Gillian Tan’s current research builds on her former work in socio-environmental change among nomadic pastoralists of the eastern Tibetan region of Kham, 1 See her book In the Circle of White Stones: Moving Through Seasons with the Nomads of Eastern Tibet, https://tinyurl.com/giltanstones  examining how pastoralists perceived the rapid changes taking place in their traditional pastures under the influence of government policy, international development, and religion. In this work, Tan focused on change as processes of adaptation and transformation. Adaptation implicates variables that may shift and alter human-non-human relationships but where these relationships are still relatively intact. Transformation, on the other hand, signals a rupture that may or may not be reversible. With a focus on territorial deities, Tan’s current work builds on these insights to explore the interplay between ecology and religion on the Tibetan plateau. Drawing from Gregory Bateson’s Steps to an Ecology of Mind, she proposes that in the Tibetan pastoralist context, the terms ‘ecology’ and ‘religion’ inform each other, and may be regarded as inherently connected. At the heart of this analogy are the relationships that people have with the entities constituting both their ecological systems and their religious systems.

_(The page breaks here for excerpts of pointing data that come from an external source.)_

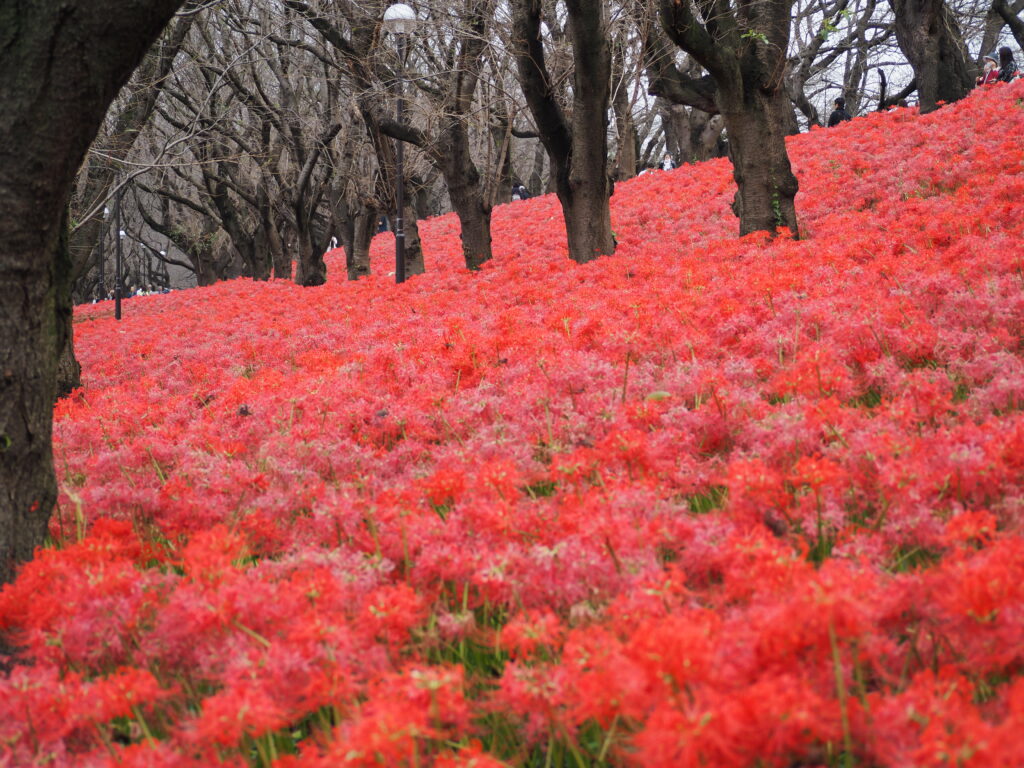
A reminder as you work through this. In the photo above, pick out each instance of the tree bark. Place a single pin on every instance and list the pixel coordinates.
(578, 151)
(749, 73)
(60, 67)
(930, 38)
(69, 370)
(765, 183)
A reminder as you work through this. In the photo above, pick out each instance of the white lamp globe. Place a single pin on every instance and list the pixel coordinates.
(399, 18)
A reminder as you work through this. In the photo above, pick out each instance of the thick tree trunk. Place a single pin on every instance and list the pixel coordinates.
(29, 240)
(357, 250)
(579, 150)
(930, 38)
(309, 268)
(766, 186)
(466, 194)
(414, 247)
(752, 98)
(60, 67)
(474, 218)
(69, 371)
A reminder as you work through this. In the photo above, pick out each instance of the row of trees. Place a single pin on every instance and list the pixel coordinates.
(253, 130)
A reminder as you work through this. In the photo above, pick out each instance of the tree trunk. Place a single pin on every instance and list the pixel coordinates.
(930, 38)
(749, 69)
(475, 220)
(579, 150)
(766, 186)
(309, 268)
(627, 147)
(466, 193)
(46, 125)
(69, 371)
(357, 250)
(414, 248)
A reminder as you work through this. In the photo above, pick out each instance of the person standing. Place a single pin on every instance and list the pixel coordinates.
(1008, 68)
(840, 115)
(990, 73)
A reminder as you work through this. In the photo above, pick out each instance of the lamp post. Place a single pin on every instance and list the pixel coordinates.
(102, 254)
(117, 260)
(400, 19)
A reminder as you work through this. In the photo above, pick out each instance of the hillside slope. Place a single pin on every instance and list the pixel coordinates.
(706, 502)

Yan Fang Liou’s ethnomusicological research focuses on the outer and inner performances involved in Tibetan Buddhist rituals. Her work is based on a case study of the Two-Arm Mahakala ritual of the Karma-Kagyu order, in which she considers the connections between outer performance, which includes musical behaviours (chanting and the playing instruments) and physical behaviours (displaying mudra), and inner performance (spiritual visualisation). Ritual performance and music connect and work together: the outer performance initiates the ritual, while the inner performance fulfils the ritual’s religious function. Liou works with emic concepts of music and notation to explore how ritual instruments are played. She draws from linguistics, musical semantics, and American folklore studies to develop the methodology and concepts to show how music produces both meaning and function for the community.

As for my part, following conversations at the IUAES-CASCA conference in Ottawa this year, I am now planning to revisit my doctoral work in the ethno-history of the South-western Sino-Tibetan borderland (Naxi and Mosuo people) in order to 1) make some of my findings more accessible to anthropologists working in the region, and 2) develop some of the implications of this research for anthropological theory. The structural and historical exploration of mythology, ritual and kinship revealed a web of inter-connections between traditional beliefs, folk behaviours, and politics, and allowed a reconstruction of the shaping of ‘Naxi’ and ‘Mosuo’ polities under Ming indirect rule. I have thus argued that the deliberate adjustment of mythology and ritual by local elites who were well-versed in local lore as well as Chinese and Tibetan civilizational modes, spurred and legitimated the transformation of the societies in this region from tribal to feudal. My analytical method made extensive use of the structuralist theories of Edmund Leach and Claude Lévi-Strauss, confirming these scholars’ enduring genius as well as calling for theoretical fine-tuning.